In the midst of all of our ferocious critique, however, we lost sight of a truth that the Realists had begun with: power matters. A lot. In fact, while there are counterexamples, power drives political outcomes far more often than otherwise. I was reminded of this reality in a very different context the other day, reading this New York Times article about legal representation in the multitude of court cases springing up around issues of homosexual marriage and gay rights. Here’s the money quote, from early in the article:
Leading law firms are willing to represent tobacco companies accused of lying about their deadly products, factories that spew pollution, and corporations said to be complicit in torture and murder abroad. But standing up for traditional marriage has turned out to be too much for the elite bar. The arguments have been left to members of lower-profile firms.
The article presents this as something of a mystery, but it shouldn’t be. Tobacco companies, polluting factories, multinational corporations – all have a measure (often a significant measure) of money and power in society. Another article recently talked about the difficulty seismologists are having in Oklahoma getting anybody to pay attention to the massive spike in earthquakes there, because of the economic power of the oil-drilling industry.
Those “standing up for traditional marriage”, on the other hand, are not wealthy or particular powerful. Some few of them individually may be, but there is no organized interest which connects that position with power. Moreover, they are clearly on the losing end of the national debate, so that what power there is (and it can be significant in the right circumstances) in public opinion is arrayed against them. Is it any surprise that major law firms have decided to sit this one out? Being self-interested (another basic Realist tenet), they have no incentive to do otherwise.
Realism has run into trouble not because its central theoretical ideas are bad (power does matter, actors do pursue self-interest) but because they have tended to be too rigid about their application.

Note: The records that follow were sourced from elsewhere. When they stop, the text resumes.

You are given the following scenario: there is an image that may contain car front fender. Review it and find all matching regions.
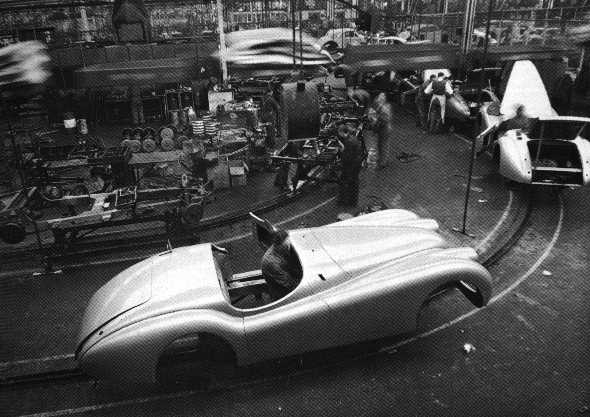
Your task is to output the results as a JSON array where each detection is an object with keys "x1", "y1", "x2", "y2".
[
  {"x1": 78, "y1": 310, "x2": 246, "y2": 384},
  {"x1": 497, "y1": 132, "x2": 533, "y2": 184},
  {"x1": 573, "y1": 138, "x2": 590, "y2": 185}
]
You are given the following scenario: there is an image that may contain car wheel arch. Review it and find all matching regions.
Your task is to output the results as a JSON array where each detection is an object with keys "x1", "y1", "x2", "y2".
[
  {"x1": 416, "y1": 274, "x2": 490, "y2": 321},
  {"x1": 154, "y1": 332, "x2": 237, "y2": 385},
  {"x1": 322, "y1": 41, "x2": 338, "y2": 50}
]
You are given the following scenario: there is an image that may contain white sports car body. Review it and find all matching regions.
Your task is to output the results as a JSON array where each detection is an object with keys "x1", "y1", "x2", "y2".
[
  {"x1": 481, "y1": 61, "x2": 590, "y2": 187},
  {"x1": 494, "y1": 116, "x2": 590, "y2": 187},
  {"x1": 76, "y1": 210, "x2": 491, "y2": 383}
]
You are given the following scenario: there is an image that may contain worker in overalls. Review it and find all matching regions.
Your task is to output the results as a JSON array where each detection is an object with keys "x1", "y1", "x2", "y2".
[
  {"x1": 424, "y1": 72, "x2": 453, "y2": 132},
  {"x1": 368, "y1": 93, "x2": 393, "y2": 169},
  {"x1": 415, "y1": 74, "x2": 436, "y2": 130},
  {"x1": 338, "y1": 124, "x2": 363, "y2": 207}
]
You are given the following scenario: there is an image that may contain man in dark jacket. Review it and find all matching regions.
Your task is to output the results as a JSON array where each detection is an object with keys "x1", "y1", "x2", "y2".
[
  {"x1": 415, "y1": 74, "x2": 436, "y2": 130},
  {"x1": 338, "y1": 125, "x2": 363, "y2": 207},
  {"x1": 261, "y1": 230, "x2": 301, "y2": 300},
  {"x1": 424, "y1": 72, "x2": 453, "y2": 131}
]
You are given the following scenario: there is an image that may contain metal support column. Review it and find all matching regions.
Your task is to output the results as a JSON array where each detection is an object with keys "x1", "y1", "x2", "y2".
[
  {"x1": 461, "y1": 0, "x2": 478, "y2": 56},
  {"x1": 217, "y1": 0, "x2": 227, "y2": 84}
]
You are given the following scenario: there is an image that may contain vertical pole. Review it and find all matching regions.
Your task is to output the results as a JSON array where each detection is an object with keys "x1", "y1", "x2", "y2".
[
  {"x1": 291, "y1": 0, "x2": 297, "y2": 71},
  {"x1": 80, "y1": 6, "x2": 91, "y2": 42},
  {"x1": 217, "y1": 0, "x2": 227, "y2": 84},
  {"x1": 461, "y1": 0, "x2": 494, "y2": 235},
  {"x1": 299, "y1": 0, "x2": 303, "y2": 71}
]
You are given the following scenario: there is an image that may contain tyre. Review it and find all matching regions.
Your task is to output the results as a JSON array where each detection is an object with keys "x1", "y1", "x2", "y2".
[
  {"x1": 0, "y1": 222, "x2": 27, "y2": 245},
  {"x1": 141, "y1": 138, "x2": 157, "y2": 152},
  {"x1": 41, "y1": 185, "x2": 64, "y2": 201},
  {"x1": 160, "y1": 138, "x2": 175, "y2": 151},
  {"x1": 69, "y1": 184, "x2": 90, "y2": 195},
  {"x1": 128, "y1": 139, "x2": 141, "y2": 153}
]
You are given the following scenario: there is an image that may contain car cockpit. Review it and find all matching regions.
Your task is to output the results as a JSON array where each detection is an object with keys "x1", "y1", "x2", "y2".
[{"x1": 212, "y1": 213, "x2": 303, "y2": 309}]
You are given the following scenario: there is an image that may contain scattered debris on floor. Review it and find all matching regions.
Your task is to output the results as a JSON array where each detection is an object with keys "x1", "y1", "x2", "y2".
[
  {"x1": 397, "y1": 152, "x2": 422, "y2": 162},
  {"x1": 463, "y1": 343, "x2": 475, "y2": 355}
]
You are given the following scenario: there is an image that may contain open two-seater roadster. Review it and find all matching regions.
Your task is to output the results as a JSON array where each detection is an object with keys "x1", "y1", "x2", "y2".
[
  {"x1": 76, "y1": 210, "x2": 491, "y2": 383},
  {"x1": 478, "y1": 61, "x2": 590, "y2": 187}
]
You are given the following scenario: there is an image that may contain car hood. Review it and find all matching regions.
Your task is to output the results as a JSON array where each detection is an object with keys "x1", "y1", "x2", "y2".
[{"x1": 78, "y1": 244, "x2": 223, "y2": 344}]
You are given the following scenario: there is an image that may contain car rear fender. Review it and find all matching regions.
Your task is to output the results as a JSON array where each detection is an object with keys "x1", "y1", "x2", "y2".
[
  {"x1": 79, "y1": 310, "x2": 246, "y2": 384},
  {"x1": 417, "y1": 252, "x2": 492, "y2": 308},
  {"x1": 325, "y1": 253, "x2": 491, "y2": 343}
]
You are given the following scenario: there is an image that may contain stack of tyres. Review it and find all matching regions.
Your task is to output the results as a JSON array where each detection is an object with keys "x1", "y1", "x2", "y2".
[
  {"x1": 141, "y1": 127, "x2": 158, "y2": 152},
  {"x1": 158, "y1": 126, "x2": 176, "y2": 151}
]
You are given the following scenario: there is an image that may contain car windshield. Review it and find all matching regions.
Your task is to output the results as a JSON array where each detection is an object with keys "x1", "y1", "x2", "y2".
[
  {"x1": 212, "y1": 240, "x2": 303, "y2": 309},
  {"x1": 529, "y1": 120, "x2": 590, "y2": 140}
]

Before he made a career out of poking Israel with a stick, John Mearsheimer famously penned “Why We Will Soon Miss the Cold War”, quite possibly one of the worst predictions of the last generation. He saw a return to a warring, multipolar Europe instead of the greater institutional integration that actually happened. Chalk one up to Keohane.

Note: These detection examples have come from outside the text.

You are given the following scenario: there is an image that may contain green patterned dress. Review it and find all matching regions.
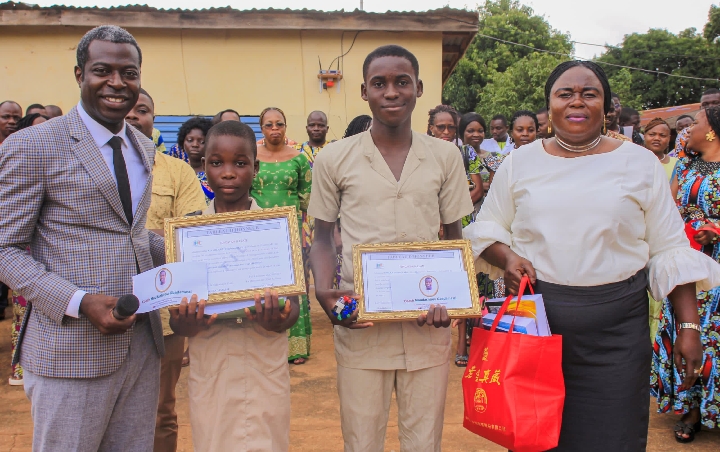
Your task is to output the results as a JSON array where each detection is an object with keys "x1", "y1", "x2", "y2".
[{"x1": 250, "y1": 154, "x2": 312, "y2": 361}]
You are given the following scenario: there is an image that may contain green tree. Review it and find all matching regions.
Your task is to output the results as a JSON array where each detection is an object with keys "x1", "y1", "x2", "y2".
[
  {"x1": 443, "y1": 0, "x2": 573, "y2": 112},
  {"x1": 476, "y1": 52, "x2": 568, "y2": 118},
  {"x1": 610, "y1": 68, "x2": 642, "y2": 110},
  {"x1": 597, "y1": 7, "x2": 720, "y2": 108},
  {"x1": 703, "y1": 5, "x2": 720, "y2": 42}
]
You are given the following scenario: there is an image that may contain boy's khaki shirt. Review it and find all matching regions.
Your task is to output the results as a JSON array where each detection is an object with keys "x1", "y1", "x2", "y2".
[
  {"x1": 308, "y1": 131, "x2": 473, "y2": 371},
  {"x1": 145, "y1": 152, "x2": 207, "y2": 336}
]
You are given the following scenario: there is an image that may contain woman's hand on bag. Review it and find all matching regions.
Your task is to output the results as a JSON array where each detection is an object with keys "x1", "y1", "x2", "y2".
[
  {"x1": 417, "y1": 304, "x2": 450, "y2": 328},
  {"x1": 505, "y1": 251, "x2": 537, "y2": 295},
  {"x1": 693, "y1": 226, "x2": 717, "y2": 246},
  {"x1": 673, "y1": 328, "x2": 703, "y2": 391}
]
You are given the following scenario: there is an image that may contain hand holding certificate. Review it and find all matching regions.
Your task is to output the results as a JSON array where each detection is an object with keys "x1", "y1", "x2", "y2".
[
  {"x1": 353, "y1": 240, "x2": 480, "y2": 326},
  {"x1": 165, "y1": 207, "x2": 305, "y2": 306}
]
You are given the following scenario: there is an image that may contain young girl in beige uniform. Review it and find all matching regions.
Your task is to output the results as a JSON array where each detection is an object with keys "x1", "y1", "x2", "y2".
[{"x1": 170, "y1": 121, "x2": 299, "y2": 452}]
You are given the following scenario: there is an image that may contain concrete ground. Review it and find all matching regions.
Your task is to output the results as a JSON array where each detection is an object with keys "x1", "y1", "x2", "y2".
[{"x1": 0, "y1": 294, "x2": 720, "y2": 452}]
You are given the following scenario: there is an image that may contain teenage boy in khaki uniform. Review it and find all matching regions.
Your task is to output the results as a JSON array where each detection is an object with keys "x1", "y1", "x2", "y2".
[{"x1": 308, "y1": 45, "x2": 473, "y2": 452}]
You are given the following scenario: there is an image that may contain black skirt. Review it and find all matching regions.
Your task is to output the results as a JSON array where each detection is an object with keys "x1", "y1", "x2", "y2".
[{"x1": 535, "y1": 270, "x2": 652, "y2": 452}]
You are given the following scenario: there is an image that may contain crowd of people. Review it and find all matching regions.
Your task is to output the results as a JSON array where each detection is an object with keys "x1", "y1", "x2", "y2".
[{"x1": 0, "y1": 25, "x2": 720, "y2": 451}]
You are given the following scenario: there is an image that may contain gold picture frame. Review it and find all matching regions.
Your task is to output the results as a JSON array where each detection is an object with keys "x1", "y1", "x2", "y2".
[
  {"x1": 165, "y1": 206, "x2": 306, "y2": 303},
  {"x1": 352, "y1": 240, "x2": 482, "y2": 322}
]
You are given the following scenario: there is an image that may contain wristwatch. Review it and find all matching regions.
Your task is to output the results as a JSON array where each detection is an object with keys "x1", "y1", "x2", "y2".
[{"x1": 680, "y1": 323, "x2": 702, "y2": 333}]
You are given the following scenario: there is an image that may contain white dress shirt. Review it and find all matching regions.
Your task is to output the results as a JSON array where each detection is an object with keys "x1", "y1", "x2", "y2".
[
  {"x1": 463, "y1": 140, "x2": 720, "y2": 300},
  {"x1": 65, "y1": 101, "x2": 150, "y2": 318}
]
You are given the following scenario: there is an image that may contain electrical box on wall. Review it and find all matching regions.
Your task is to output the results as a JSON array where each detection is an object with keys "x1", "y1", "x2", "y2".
[{"x1": 318, "y1": 69, "x2": 342, "y2": 93}]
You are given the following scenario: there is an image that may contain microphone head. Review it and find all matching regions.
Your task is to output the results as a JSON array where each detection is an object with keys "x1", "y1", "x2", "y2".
[{"x1": 115, "y1": 294, "x2": 140, "y2": 318}]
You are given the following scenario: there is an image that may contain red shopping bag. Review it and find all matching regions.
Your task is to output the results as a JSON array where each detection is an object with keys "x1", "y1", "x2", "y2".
[{"x1": 462, "y1": 277, "x2": 565, "y2": 452}]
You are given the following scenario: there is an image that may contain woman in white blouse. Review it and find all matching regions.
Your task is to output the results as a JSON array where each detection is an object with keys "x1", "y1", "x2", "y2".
[{"x1": 463, "y1": 61, "x2": 720, "y2": 451}]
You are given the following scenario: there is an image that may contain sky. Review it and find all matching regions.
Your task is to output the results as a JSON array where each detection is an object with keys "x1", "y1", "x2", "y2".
[{"x1": 33, "y1": 0, "x2": 719, "y2": 58}]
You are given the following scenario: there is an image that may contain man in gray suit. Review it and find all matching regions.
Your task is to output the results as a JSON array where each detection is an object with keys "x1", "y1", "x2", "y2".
[{"x1": 0, "y1": 26, "x2": 164, "y2": 452}]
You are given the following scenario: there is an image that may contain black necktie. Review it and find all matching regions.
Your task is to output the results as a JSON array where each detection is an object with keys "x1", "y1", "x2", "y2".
[{"x1": 108, "y1": 136, "x2": 132, "y2": 225}]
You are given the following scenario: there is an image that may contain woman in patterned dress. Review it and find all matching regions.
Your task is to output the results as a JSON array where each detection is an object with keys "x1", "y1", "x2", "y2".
[
  {"x1": 165, "y1": 116, "x2": 215, "y2": 203},
  {"x1": 250, "y1": 108, "x2": 312, "y2": 364},
  {"x1": 650, "y1": 107, "x2": 720, "y2": 442},
  {"x1": 428, "y1": 105, "x2": 485, "y2": 367}
]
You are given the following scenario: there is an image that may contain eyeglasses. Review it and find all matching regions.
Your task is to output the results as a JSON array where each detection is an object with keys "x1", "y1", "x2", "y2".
[
  {"x1": 263, "y1": 122, "x2": 285, "y2": 129},
  {"x1": 433, "y1": 124, "x2": 457, "y2": 132}
]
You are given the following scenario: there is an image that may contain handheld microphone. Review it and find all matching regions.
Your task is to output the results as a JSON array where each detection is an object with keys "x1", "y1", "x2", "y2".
[{"x1": 113, "y1": 294, "x2": 140, "y2": 320}]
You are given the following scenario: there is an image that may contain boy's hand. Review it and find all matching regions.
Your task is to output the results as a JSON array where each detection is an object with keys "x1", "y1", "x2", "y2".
[
  {"x1": 315, "y1": 288, "x2": 373, "y2": 330},
  {"x1": 169, "y1": 294, "x2": 217, "y2": 337},
  {"x1": 245, "y1": 289, "x2": 292, "y2": 333},
  {"x1": 417, "y1": 304, "x2": 450, "y2": 328}
]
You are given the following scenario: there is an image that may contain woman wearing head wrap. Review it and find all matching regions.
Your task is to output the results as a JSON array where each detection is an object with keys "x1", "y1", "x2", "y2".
[
  {"x1": 250, "y1": 107, "x2": 312, "y2": 364},
  {"x1": 656, "y1": 107, "x2": 720, "y2": 442},
  {"x1": 645, "y1": 118, "x2": 677, "y2": 181},
  {"x1": 463, "y1": 61, "x2": 720, "y2": 452}
]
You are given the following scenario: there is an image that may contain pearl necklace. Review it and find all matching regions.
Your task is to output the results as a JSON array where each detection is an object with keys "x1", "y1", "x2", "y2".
[{"x1": 555, "y1": 135, "x2": 602, "y2": 154}]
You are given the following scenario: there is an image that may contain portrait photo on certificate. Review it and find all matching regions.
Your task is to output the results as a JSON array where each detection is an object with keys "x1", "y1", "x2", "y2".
[
  {"x1": 165, "y1": 207, "x2": 305, "y2": 303},
  {"x1": 353, "y1": 240, "x2": 481, "y2": 321}
]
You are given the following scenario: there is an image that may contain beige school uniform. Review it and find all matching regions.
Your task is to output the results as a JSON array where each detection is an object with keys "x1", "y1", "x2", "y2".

But just because Realists have been wrong in specific cases (sometimes spectacularly so), we should not dismiss the fundamental core ideas that drove their movement. Instead, we should be looking for a broader array of opportunities to apply them. A more flexible Realism might help make sense of a great many things in the political world that don’t make sense to most folks. At the very least, it would help move us beyond being piranha to building explanations that we can (hopefully) communicate to the wider world.